Heute da und morgen weg − das geht nicht
Mit Krankheit und Behinderung in der Familie umzugehen, ist auch für die Zeitschenkerin nicht immer leicht. Doch ihr ist es wichtig, dass man Berührungsängste abbaut, von Dingen wie Inklusion nicht nur spricht, sondern sie lebt. Auch wenn es nur Kleinigkeiten sind. Heide Reiss hofft, dass sich mehr Menschen entscheiden, ehrenamtlich tätig zu werden, ihre Zeit zu verschenken. Dabei sollte man ein paar Dinge mitbringen:
"Man muss sich schon darüber im Klaren sein, wenn man diesen Schritt geht, man muss dann also auch bereit sein, zu wissen, o.k. ich mache das jetzt und ich bin nicht heute da und morgen weg, weil es mir nicht gefällt, sondern man muss sich dann schon auch über die Verantwortung, die man übernimmt, im Klaren sein. Und sich vorher überlegen, ob man bereit ist dazu und ob man das machen kann."

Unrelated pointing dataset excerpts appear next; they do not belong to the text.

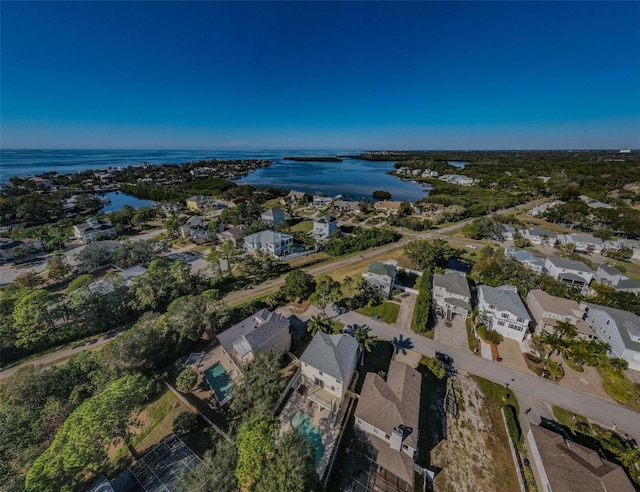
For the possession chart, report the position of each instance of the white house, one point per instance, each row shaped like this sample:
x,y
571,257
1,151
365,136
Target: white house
x,y
388,413
548,310
327,368
620,329
504,311
562,465
569,271
273,216
324,227
94,230
606,274
270,242
382,276
583,243
451,294
528,259
537,235
264,331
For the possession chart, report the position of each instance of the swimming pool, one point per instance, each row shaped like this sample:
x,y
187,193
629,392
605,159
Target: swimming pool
x,y
219,381
301,422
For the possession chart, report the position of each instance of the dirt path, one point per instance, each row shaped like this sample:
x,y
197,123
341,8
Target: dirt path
x,y
475,456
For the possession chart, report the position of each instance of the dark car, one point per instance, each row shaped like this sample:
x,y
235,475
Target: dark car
x,y
447,359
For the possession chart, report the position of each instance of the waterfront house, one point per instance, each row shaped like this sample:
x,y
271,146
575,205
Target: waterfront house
x,y
536,235
273,216
94,230
382,276
234,235
264,331
570,271
548,310
198,203
620,329
388,415
324,227
327,368
389,208
504,311
583,243
528,259
451,294
269,242
606,274
566,466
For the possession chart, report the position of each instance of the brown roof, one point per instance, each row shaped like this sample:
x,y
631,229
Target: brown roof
x,y
396,401
571,467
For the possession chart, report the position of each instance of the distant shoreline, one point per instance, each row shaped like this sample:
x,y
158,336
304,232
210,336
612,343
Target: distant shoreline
x,y
312,159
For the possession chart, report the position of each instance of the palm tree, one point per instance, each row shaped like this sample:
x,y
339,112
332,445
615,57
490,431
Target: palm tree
x,y
365,340
319,323
401,345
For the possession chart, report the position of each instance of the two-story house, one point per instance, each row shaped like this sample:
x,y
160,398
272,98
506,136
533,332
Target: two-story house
x,y
537,235
273,216
382,276
324,227
451,294
504,311
620,329
94,230
548,310
264,331
269,242
610,275
327,368
388,414
569,271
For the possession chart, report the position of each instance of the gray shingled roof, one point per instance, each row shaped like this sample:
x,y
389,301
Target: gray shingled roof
x,y
570,264
331,354
505,298
453,283
378,268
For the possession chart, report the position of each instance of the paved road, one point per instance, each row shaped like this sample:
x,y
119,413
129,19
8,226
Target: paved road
x,y
603,412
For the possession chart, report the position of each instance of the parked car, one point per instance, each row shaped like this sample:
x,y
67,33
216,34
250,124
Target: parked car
x,y
447,359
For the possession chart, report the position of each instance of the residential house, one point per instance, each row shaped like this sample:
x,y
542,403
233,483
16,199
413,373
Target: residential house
x,y
235,234
541,209
504,311
198,203
273,216
324,227
566,466
548,310
389,208
264,331
569,271
388,414
607,274
536,235
451,294
347,206
382,276
583,243
94,230
327,368
528,259
269,241
620,329
322,201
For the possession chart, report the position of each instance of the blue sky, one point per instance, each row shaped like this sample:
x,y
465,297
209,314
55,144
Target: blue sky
x,y
415,75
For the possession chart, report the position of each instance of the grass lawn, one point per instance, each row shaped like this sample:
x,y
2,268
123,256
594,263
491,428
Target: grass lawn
x,y
388,311
302,226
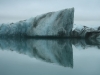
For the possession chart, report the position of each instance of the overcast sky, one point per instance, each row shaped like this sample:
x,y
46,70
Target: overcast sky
x,y
15,10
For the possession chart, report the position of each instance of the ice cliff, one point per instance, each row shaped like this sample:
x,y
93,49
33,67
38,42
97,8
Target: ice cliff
x,y
83,31
58,23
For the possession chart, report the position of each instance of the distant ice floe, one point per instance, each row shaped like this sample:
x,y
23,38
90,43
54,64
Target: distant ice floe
x,y
58,23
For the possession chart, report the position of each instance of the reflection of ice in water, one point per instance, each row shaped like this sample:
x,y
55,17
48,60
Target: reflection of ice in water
x,y
53,51
57,51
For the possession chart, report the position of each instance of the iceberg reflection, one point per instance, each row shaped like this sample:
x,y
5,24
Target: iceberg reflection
x,y
57,51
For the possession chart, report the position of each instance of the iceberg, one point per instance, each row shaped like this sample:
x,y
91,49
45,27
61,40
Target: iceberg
x,y
59,23
83,31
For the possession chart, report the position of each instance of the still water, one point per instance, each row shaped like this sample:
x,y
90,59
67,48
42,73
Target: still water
x,y
49,57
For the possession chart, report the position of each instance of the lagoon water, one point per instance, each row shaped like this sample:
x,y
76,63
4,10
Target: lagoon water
x,y
49,57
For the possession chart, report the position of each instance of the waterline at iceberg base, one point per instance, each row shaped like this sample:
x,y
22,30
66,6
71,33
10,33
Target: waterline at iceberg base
x,y
52,24
54,51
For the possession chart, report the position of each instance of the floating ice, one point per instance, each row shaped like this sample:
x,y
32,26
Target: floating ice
x,y
58,23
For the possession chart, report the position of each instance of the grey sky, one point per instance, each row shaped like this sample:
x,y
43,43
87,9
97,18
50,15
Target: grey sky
x,y
15,10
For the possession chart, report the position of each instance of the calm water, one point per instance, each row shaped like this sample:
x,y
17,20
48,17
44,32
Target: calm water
x,y
49,57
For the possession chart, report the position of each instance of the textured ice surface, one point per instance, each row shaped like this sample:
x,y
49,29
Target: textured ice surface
x,y
85,31
58,23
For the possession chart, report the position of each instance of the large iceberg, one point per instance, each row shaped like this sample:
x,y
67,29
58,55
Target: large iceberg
x,y
58,23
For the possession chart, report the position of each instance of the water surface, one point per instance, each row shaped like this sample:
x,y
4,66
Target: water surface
x,y
49,57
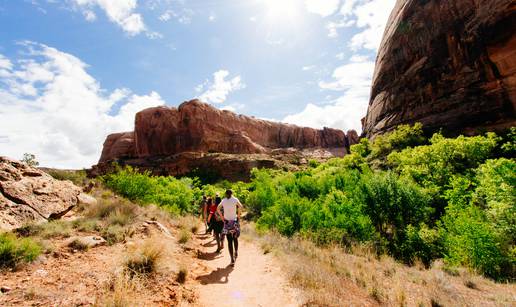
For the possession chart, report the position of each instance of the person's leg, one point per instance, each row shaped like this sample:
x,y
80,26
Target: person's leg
x,y
217,238
235,243
230,246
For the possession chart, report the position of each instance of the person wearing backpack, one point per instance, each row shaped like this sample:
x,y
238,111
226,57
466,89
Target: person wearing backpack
x,y
231,216
215,223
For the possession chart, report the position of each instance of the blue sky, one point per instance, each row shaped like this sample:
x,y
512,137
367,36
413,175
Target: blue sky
x,y
73,71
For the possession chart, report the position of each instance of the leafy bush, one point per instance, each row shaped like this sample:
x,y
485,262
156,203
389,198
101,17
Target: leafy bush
x,y
337,220
14,251
417,199
175,195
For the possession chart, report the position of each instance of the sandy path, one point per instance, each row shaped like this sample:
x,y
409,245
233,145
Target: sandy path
x,y
256,279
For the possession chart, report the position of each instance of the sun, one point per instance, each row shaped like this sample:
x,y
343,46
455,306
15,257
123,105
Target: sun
x,y
282,10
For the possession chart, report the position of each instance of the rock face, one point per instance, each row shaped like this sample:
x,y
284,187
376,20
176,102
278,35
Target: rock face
x,y
175,141
446,64
29,195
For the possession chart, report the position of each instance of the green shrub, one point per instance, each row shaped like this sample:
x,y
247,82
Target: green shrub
x,y
285,215
175,195
336,219
78,177
14,251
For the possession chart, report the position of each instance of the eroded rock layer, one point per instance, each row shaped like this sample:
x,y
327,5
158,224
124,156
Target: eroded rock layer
x,y
196,135
29,195
446,64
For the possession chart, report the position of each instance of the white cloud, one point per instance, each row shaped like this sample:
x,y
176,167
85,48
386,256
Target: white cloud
x,y
351,75
184,16
369,16
345,112
308,67
372,16
218,90
51,106
89,15
322,7
5,63
120,12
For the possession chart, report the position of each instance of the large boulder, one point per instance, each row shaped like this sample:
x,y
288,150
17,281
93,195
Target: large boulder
x,y
29,195
196,135
446,64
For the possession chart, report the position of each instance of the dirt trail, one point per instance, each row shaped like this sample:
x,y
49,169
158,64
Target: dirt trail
x,y
256,279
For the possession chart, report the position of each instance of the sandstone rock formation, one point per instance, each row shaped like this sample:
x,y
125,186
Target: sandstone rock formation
x,y
175,141
30,195
446,64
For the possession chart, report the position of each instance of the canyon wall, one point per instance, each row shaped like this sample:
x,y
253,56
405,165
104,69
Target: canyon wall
x,y
446,64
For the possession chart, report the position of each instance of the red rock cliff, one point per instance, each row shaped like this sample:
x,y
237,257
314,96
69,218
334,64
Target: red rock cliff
x,y
199,127
446,64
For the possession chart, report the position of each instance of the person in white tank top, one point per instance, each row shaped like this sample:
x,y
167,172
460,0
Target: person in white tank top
x,y
231,215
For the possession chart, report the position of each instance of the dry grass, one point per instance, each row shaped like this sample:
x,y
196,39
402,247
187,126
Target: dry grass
x,y
145,259
330,276
182,275
52,229
121,291
78,245
184,236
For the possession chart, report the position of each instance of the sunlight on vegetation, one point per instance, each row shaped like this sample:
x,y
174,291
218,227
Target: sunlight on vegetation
x,y
415,198
15,251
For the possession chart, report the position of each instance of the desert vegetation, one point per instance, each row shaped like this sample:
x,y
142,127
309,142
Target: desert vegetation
x,y
329,275
413,197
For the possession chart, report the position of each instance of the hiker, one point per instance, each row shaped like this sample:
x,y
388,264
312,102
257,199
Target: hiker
x,y
217,198
215,223
232,210
203,208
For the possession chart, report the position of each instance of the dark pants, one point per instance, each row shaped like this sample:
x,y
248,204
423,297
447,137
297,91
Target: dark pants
x,y
232,243
217,226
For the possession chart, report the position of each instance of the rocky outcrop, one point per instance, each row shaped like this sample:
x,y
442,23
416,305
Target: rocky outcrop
x,y
118,145
197,136
199,127
446,64
29,195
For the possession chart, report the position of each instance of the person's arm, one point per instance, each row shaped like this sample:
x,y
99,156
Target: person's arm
x,y
220,213
239,209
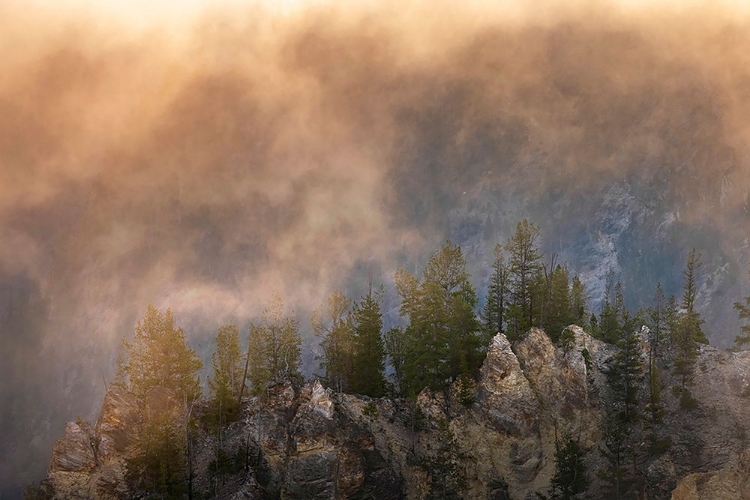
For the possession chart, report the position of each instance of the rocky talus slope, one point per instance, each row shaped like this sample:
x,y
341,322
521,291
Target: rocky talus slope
x,y
497,439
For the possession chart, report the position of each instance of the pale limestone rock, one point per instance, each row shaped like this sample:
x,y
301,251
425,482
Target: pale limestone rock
x,y
504,394
731,483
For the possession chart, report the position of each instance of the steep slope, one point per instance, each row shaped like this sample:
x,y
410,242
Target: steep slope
x,y
495,440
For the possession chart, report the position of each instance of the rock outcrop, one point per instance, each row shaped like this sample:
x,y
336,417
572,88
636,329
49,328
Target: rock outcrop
x,y
497,437
731,483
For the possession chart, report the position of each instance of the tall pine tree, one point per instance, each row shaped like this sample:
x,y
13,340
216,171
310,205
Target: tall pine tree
x,y
442,338
369,364
337,340
524,264
273,347
744,313
493,314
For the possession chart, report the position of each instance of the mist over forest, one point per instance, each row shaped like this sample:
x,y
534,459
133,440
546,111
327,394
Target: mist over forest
x,y
206,164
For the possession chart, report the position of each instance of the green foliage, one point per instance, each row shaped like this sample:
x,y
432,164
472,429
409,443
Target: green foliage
x,y
337,334
743,310
586,358
159,464
616,473
442,339
225,464
467,390
227,380
370,410
493,313
657,317
444,467
523,265
369,359
655,413
395,348
624,378
161,370
559,307
687,327
159,356
578,302
273,347
567,340
571,475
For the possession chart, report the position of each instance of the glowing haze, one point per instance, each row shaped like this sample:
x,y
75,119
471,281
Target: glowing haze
x,y
200,156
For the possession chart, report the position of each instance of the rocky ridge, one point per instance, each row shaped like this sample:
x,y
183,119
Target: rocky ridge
x,y
309,442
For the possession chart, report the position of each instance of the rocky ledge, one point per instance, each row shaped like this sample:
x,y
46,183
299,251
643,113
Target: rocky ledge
x,y
309,442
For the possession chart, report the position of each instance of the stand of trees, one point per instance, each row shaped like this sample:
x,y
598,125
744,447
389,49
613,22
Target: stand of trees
x,y
443,340
159,368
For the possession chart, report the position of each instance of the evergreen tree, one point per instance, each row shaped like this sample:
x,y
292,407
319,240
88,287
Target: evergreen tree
x,y
442,340
493,314
160,369
570,478
225,385
369,364
744,313
273,347
656,316
559,313
692,319
337,334
523,265
625,376
688,331
617,452
447,476
578,302
394,342
655,412
672,320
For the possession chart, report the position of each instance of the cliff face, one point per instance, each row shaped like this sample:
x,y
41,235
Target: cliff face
x,y
495,440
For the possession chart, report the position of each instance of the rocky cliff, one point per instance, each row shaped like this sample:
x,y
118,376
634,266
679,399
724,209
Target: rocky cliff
x,y
493,440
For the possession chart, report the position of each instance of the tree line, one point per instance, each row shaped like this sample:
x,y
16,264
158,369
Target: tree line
x,y
443,340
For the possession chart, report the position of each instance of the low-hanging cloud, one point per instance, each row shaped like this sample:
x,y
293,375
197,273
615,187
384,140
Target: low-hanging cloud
x,y
201,165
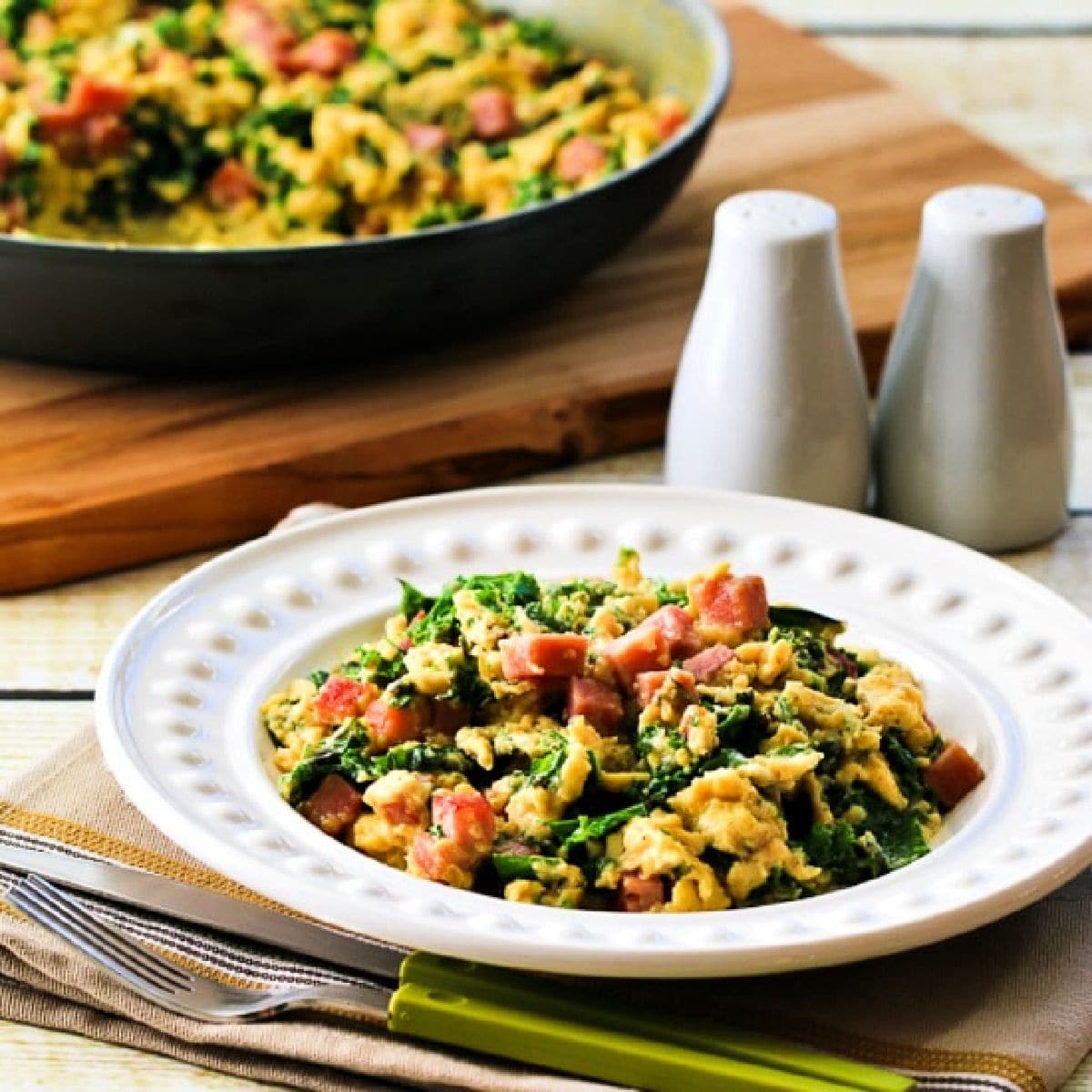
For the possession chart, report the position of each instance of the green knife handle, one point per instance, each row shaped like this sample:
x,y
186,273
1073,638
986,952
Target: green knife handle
x,y
577,1047
551,997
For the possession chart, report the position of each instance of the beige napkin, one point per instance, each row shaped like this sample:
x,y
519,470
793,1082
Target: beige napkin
x,y
1006,1007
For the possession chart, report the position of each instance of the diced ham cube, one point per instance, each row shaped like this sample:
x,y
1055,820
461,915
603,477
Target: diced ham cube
x,y
436,858
392,724
248,25
707,663
39,30
600,704
325,54
424,137
469,828
638,894
464,816
90,98
543,656
339,698
492,114
333,806
87,125
738,602
954,774
671,121
579,158
677,627
640,650
105,136
232,184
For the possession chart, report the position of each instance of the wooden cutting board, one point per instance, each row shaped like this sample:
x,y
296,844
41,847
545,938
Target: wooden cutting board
x,y
99,472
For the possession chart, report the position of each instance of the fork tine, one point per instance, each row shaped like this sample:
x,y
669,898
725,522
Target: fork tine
x,y
103,942
25,901
110,937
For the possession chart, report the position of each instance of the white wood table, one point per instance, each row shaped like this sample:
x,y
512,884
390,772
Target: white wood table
x,y
1019,74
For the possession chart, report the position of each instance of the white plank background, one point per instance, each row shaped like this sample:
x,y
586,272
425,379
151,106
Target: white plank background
x,y
1019,74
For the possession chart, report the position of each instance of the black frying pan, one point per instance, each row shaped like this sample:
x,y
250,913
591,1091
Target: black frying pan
x,y
159,310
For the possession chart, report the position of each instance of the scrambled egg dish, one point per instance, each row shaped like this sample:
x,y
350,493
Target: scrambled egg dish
x,y
257,123
622,743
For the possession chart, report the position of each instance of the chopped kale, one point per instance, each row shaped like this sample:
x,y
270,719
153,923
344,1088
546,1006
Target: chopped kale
x,y
420,758
573,833
538,189
285,120
812,622
885,840
344,753
449,212
521,866
545,769
469,688
665,595
541,34
904,764
15,15
414,601
170,28
374,667
740,727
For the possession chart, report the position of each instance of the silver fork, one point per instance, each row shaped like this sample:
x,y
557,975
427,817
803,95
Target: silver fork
x,y
169,986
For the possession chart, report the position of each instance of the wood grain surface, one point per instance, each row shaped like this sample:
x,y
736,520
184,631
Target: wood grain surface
x,y
98,472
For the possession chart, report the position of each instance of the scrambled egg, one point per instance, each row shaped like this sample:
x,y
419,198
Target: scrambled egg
x,y
259,123
626,743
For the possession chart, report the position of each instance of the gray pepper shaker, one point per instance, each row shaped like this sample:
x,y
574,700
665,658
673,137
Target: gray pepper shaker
x,y
975,434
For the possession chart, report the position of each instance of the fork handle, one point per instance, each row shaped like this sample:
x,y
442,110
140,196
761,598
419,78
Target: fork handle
x,y
454,1019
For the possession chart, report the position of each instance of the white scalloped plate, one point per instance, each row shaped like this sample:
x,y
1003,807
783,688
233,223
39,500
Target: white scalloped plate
x,y
1007,667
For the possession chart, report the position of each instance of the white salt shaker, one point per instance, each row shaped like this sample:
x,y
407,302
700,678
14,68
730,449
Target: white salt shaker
x,y
770,397
975,435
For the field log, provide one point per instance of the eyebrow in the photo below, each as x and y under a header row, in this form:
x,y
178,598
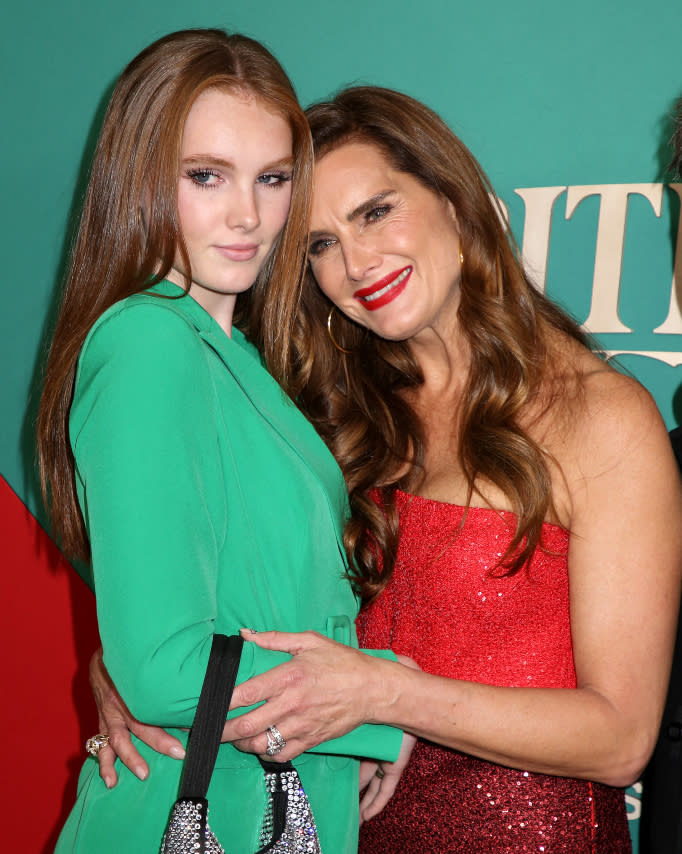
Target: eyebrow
x,y
367,206
361,210
212,160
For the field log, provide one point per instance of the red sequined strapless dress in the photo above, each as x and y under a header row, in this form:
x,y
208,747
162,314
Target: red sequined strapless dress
x,y
445,610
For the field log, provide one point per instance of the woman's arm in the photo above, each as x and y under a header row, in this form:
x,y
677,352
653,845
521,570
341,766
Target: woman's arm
x,y
624,572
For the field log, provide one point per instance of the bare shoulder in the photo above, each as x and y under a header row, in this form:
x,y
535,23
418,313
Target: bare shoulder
x,y
605,433
617,414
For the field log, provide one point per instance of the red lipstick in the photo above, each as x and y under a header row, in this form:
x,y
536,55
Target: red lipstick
x,y
385,290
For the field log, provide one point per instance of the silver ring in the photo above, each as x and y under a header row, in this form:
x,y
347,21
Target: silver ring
x,y
96,743
275,741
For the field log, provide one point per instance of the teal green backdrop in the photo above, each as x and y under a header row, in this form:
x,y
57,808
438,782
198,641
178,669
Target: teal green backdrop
x,y
566,106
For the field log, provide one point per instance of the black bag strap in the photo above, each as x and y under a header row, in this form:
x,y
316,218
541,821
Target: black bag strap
x,y
209,718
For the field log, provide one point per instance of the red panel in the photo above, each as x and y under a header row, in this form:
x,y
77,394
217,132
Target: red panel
x,y
48,634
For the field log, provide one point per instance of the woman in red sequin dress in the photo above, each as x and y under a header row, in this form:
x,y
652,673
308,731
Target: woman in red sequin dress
x,y
515,512
543,616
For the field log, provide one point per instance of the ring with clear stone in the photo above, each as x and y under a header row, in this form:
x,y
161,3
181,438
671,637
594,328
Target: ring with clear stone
x,y
276,742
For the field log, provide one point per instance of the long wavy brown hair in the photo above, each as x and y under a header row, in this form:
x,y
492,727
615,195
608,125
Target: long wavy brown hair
x,y
357,400
119,251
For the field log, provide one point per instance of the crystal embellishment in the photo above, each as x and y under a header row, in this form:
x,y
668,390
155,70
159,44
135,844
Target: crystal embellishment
x,y
188,831
300,832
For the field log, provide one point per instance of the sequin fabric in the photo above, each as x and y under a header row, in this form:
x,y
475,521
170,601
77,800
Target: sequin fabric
x,y
448,608
188,830
300,832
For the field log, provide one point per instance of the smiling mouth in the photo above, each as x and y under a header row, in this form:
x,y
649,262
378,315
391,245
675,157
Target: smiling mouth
x,y
385,290
239,252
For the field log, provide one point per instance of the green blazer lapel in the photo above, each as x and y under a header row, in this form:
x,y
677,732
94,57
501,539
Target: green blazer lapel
x,y
244,363
242,360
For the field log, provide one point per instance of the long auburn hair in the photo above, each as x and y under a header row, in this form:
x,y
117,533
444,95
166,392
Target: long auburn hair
x,y
117,252
356,400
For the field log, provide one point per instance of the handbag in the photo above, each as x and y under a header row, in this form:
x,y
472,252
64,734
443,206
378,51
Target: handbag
x,y
288,824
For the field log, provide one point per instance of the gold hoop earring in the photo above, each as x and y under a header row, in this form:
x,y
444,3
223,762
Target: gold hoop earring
x,y
331,334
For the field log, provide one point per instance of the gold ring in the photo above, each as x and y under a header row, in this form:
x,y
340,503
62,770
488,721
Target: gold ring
x,y
96,743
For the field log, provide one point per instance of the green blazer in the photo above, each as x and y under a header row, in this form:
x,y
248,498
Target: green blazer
x,y
211,504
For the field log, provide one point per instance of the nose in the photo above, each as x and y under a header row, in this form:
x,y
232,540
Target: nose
x,y
360,260
243,212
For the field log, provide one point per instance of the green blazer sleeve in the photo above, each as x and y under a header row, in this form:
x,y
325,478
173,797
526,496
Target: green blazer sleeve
x,y
163,481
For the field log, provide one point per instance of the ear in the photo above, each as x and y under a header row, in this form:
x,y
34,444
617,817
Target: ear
x,y
452,213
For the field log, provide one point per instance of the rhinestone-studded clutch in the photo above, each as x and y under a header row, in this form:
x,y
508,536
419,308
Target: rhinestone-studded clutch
x,y
288,824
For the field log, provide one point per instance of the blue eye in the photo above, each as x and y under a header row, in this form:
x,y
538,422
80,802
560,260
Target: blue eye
x,y
377,213
274,179
202,177
319,246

Heide Reiss ist überzeugt, dass sie das kann. Sie sagt, sie bekomme so viel Positives von Anja und ihrem kleinen Schatz zurück, dass es für sie eine Bereicherung ist mit den beiden und für die beiden da zu sein. Sie möchte es nicht mehr missen:
"Ich bin sehr froh und sehr glücklich, diese Erfahrung auch selber machen zu können. Man lernt auch, mehr Demut zu empfinden, weil nicht alles selbstverständlich ist. Und ich bin dankbar dafür, dass ich gesund bin, was auch nicht selbstverständlich ist und ich bin dankbar dafür, dass ich lerne, nicht alles als selbstverständlich hinzunehmen, sondern eben auch für andere da zu sein."